Tuesday, September 6, 2011

Greed, or fear?

You know the famous quote from the character played by Michael Douglas in the 1987 movie Wall Street that 'Greed is good' ... and the follow-on quote in the successor movie of 2010 that 'Someone reminded me I once said "Greed is good". Now it seems it's legal...'

Robert Peston makes a similar claim in the final chapter of Who runs Britain? that 'It may not be pretty but, on the whole, greed is good.'

It's an appeal to greed, dressed up in the language of features and benefits, that underpins most of the marketing industry. The thesis goes that, as a marketer, I need to work out what will appeal to my prospects' wants so that they desire my offering enough to part with money for it. Of course, we don't present their wants as anything other than legitimate - even necessary - because to imply that wants fuel greed is a negative judgment, and no one gets anywhere by insulting customers or talking quite so baldly.

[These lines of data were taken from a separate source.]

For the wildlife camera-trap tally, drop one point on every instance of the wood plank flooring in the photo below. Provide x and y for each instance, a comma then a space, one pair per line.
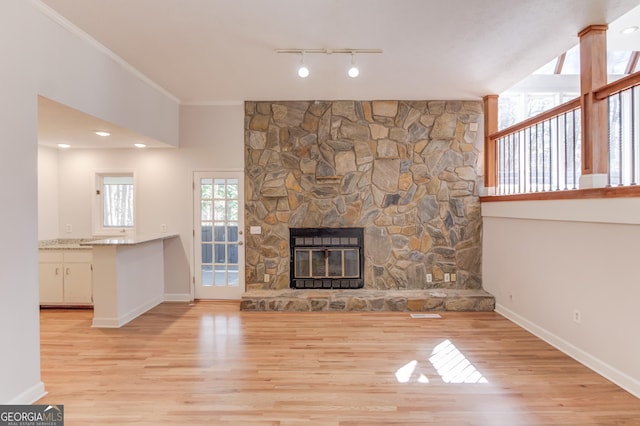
210, 364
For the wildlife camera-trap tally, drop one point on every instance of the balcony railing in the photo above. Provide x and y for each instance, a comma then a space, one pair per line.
623, 100
544, 153
540, 154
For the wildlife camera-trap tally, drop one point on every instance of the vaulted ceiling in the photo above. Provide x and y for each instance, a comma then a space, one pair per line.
218, 51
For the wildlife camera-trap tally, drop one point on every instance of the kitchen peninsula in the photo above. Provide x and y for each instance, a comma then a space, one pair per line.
128, 278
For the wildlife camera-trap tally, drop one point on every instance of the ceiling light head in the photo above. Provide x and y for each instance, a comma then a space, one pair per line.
353, 70
303, 71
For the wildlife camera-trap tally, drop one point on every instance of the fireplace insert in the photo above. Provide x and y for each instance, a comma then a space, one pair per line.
327, 258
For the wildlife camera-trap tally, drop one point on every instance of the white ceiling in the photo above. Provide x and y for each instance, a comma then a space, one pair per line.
223, 51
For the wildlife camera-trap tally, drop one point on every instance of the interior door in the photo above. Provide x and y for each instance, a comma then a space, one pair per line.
218, 235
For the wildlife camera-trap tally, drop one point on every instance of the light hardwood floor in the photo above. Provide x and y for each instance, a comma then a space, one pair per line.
210, 364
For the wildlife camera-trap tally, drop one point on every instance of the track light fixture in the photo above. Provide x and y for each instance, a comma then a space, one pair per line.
303, 70
353, 70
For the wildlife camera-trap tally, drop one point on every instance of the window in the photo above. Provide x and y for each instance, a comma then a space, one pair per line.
115, 201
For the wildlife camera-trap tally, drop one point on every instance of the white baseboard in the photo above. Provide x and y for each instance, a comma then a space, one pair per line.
621, 379
177, 297
29, 396
129, 316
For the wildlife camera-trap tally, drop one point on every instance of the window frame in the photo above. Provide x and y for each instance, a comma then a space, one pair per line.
98, 204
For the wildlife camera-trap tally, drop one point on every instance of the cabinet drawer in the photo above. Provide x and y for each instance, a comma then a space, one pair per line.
50, 256
83, 256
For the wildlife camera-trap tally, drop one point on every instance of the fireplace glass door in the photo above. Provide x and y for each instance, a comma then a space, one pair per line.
327, 263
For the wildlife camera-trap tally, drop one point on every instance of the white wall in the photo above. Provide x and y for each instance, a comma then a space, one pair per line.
48, 219
543, 260
41, 57
211, 138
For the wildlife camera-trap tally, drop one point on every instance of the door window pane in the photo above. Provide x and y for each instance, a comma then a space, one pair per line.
219, 232
232, 253
219, 208
219, 253
206, 211
206, 232
220, 276
232, 210
206, 188
232, 232
232, 275
207, 275
206, 253
219, 189
232, 188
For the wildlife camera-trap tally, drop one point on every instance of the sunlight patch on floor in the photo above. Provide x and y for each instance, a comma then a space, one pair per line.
450, 364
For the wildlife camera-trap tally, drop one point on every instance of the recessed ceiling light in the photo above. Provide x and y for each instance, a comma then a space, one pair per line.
629, 30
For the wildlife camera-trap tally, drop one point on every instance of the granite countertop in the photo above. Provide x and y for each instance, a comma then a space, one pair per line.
129, 240
66, 244
88, 243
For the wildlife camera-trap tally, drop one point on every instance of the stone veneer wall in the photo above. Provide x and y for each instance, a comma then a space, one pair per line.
408, 172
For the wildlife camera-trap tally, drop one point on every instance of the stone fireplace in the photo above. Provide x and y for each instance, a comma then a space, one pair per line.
407, 173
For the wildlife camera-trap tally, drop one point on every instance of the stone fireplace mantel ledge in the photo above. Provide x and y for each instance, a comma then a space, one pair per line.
437, 299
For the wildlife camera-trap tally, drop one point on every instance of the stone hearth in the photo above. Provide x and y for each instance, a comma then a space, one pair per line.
367, 300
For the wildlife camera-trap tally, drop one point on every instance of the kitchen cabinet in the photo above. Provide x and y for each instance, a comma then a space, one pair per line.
65, 277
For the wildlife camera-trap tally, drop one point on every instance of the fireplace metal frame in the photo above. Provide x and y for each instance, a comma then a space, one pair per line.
329, 240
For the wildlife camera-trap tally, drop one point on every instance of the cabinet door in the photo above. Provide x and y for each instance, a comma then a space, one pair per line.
77, 283
51, 283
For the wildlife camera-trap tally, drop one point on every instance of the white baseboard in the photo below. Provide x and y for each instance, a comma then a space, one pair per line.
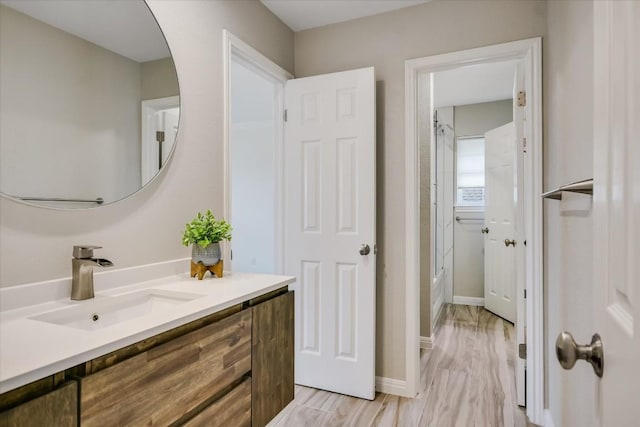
426, 342
391, 386
548, 420
468, 300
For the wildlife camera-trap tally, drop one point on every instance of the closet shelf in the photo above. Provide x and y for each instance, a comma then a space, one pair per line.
583, 187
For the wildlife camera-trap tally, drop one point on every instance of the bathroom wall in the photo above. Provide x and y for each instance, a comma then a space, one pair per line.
36, 79
568, 253
468, 248
36, 243
158, 79
476, 119
386, 41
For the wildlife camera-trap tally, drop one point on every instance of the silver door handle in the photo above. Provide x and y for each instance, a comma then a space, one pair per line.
568, 352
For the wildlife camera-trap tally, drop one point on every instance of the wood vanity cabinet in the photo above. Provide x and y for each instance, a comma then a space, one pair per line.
56, 408
272, 358
233, 368
172, 381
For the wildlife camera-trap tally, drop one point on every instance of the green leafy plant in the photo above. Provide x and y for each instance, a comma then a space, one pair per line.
206, 229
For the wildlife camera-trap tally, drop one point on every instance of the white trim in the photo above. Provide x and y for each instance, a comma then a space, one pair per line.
438, 297
412, 242
426, 343
234, 47
391, 386
468, 300
529, 50
548, 419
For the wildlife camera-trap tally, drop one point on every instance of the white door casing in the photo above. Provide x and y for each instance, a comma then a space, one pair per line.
500, 204
523, 216
235, 49
530, 52
329, 213
617, 208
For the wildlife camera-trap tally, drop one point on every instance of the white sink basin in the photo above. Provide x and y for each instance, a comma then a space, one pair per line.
102, 312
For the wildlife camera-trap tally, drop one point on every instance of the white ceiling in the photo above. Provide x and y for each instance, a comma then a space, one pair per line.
124, 27
474, 84
304, 14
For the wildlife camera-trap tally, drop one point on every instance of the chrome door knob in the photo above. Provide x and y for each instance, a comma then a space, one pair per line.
568, 352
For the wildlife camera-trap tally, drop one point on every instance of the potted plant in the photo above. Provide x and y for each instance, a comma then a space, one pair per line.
205, 233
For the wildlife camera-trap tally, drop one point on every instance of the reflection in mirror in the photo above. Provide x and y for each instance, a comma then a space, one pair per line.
89, 100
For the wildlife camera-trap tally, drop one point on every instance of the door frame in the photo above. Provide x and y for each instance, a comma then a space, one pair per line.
234, 47
529, 50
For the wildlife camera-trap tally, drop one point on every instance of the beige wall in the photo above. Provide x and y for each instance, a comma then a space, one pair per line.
386, 41
36, 243
159, 79
476, 119
568, 157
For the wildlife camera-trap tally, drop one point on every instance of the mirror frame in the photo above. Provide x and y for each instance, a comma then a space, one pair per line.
98, 203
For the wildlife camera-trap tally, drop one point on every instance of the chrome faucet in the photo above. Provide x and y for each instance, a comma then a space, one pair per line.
82, 268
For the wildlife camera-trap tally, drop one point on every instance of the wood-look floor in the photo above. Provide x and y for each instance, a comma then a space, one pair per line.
467, 379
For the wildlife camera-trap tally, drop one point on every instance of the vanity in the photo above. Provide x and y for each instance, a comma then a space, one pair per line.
216, 352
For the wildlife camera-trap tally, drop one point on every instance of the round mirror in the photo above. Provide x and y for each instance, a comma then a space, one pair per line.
89, 101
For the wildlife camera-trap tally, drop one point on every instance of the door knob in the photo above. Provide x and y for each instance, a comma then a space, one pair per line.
568, 352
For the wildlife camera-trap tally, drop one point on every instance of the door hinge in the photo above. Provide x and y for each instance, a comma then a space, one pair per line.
522, 351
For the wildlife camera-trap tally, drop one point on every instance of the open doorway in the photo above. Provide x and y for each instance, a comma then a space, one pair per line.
254, 107
430, 259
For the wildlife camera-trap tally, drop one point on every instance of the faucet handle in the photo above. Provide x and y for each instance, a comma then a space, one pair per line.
84, 251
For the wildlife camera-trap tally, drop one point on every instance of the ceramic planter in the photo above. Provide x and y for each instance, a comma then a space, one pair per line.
207, 256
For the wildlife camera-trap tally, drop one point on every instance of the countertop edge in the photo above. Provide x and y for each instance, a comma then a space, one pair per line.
27, 376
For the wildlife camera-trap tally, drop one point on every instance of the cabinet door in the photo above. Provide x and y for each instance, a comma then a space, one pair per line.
272, 358
233, 409
170, 381
57, 408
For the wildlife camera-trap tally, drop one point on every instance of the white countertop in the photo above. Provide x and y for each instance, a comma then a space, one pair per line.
32, 349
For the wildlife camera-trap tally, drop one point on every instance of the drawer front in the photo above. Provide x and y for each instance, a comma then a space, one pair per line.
56, 408
233, 409
272, 357
161, 385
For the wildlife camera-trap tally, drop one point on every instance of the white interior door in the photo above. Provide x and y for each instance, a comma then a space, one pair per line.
617, 208
329, 213
500, 203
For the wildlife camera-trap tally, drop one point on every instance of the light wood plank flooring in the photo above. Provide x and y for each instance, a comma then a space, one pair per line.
467, 379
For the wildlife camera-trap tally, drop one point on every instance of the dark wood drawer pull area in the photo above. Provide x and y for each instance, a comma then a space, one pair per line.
233, 409
165, 383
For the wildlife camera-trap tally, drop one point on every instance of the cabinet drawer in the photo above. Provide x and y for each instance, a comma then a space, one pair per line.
233, 409
161, 385
56, 408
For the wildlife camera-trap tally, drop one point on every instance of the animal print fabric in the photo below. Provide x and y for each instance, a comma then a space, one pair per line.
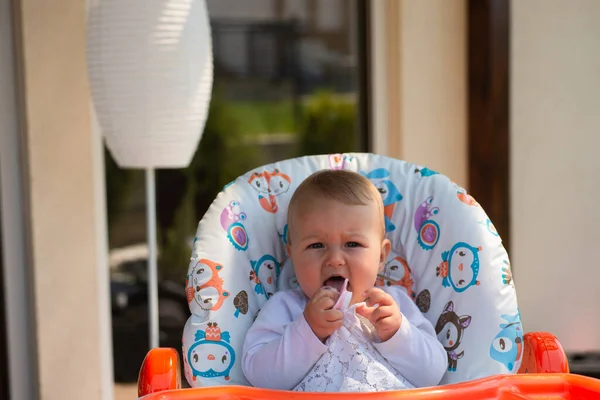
446, 255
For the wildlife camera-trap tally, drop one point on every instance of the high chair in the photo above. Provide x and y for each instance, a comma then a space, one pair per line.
238, 261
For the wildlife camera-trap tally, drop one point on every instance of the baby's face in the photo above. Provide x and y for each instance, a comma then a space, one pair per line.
331, 241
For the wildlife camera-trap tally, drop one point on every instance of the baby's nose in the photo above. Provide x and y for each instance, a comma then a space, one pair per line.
335, 258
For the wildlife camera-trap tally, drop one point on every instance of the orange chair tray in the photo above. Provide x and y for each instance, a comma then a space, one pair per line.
505, 387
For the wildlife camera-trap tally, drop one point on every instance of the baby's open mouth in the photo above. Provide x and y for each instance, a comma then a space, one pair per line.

However, there's an equally powerful motivator, that of fear. It's less frequently talked about, but it's the flip side of the deodorant ad that subtly promises I'll get the girls swooning over me if I spray this brand ... Alongside the implicit promise to resolve greed (and sex!) is the fear that I'll not get the girls if I don't use this brand to smell this way!

I'm interested in the growing fear around the Internet world, particularly in the world of social media and online networking tools. Not only are we seeing a limited rise of celebrity voices questioning whether Facebook and the like are good or "dangerous," but there's an increasing flurry of articles questioning whether social media is 'eroding our privacy' and offering some how-to responses.

Rather than marketing on the basis of benefits (greed) or on the basis of fear, I prefer that powerful insight from Drucker that marketing is, in fact, all about listening to what the market wants and then innovating a solution in response to it.

Expect canny operators who are listening to what people want to respond to the greed/fear around the under-served themes of privacy and trust. Increasingly, as the world seems to get less stable, it seems that these are things people want and solutions like Starfish are making a response.